Vice President Namadi Sambo, who made this disclosure during the 10th anniversary celebration of the Inter-Governmental Action Group against Money Laundering in West Africa, GIABA, held in Abuja, added that the present administration “has a zero-tolerance policy on corruption and financial crimes.”
According to him, “the fight against money laundering, terrorism financing and related economic and financial crimes has become a major barometer for good governance, meaningful economic development and enduring national security.
“Against this backdrop, Nigeria has remained steadfast in its commitment to give support to GIABA in all its activities.”
Nigeria spearheaded its founding, and as the largest contributor to the ECOWAS, ensured that the institution has sufficient funding to carry out its mandate.
“Nigeria has taken several practical steps to address the challenges of money laundering and terrorism financing. The federal government has put in place necessary legal, regulatory and institutional framework to facilitate the implementation of Anti-Money Laundering, AML, and Combating the Financing of Terrorism, CFT, regime, so as to engender regional economic growth, socio-economic development, political stability and integration, especially in the face of global economic crisis.
“The establishment of the EFCC and the ICPC represents a practical approach to the prevention and control of financial crimes based on international conventions and best practices.
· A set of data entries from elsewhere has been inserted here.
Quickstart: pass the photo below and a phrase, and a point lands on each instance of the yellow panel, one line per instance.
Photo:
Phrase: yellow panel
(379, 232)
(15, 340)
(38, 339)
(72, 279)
“Today the EFCC is a model law enforcement agency in the sub-region in the fight against money laundering, so far it has successfully convicted over 400 persons and recovered over eleven billion U.S dollars.
“The federal government has a zero-tolerance policy on corruption and financial crimes, and will continue to provide these institutions with all the necessary resources and create the enabling environment for them to carry out their functions optimally within the ambit of the rule of law”, read the speech, delivered by the Minister of Interior, Emmanuel Iheanacho.
Earlier, the Director General of GIABA, Dr Abdullahi Shehu, in his own address, bemoaned the fact that “the political, economic and social climate in West Africa has been a more fertile ground for the scourges of money laundering and terrorism financing, compounded by conflicts, weakened state apparatus, drugs and human trafficking, porous borders and informal economic networks”.
“The expression of political will from member states was often not followed by concrete actions that could convince the international community. The recent emergence of AQUIM in our northern border raises further concern among the international community as it combines terrorism and drug trafficking.
“Therefore we must stay committed within the framework of our new strategic cycle to strengthen our capacities for action and develop those of member states, so as to raise our region to the highest international standards.
“Significant results have been achieved but considering what yet remains to be done, we cannot be fully satisfied”, he added.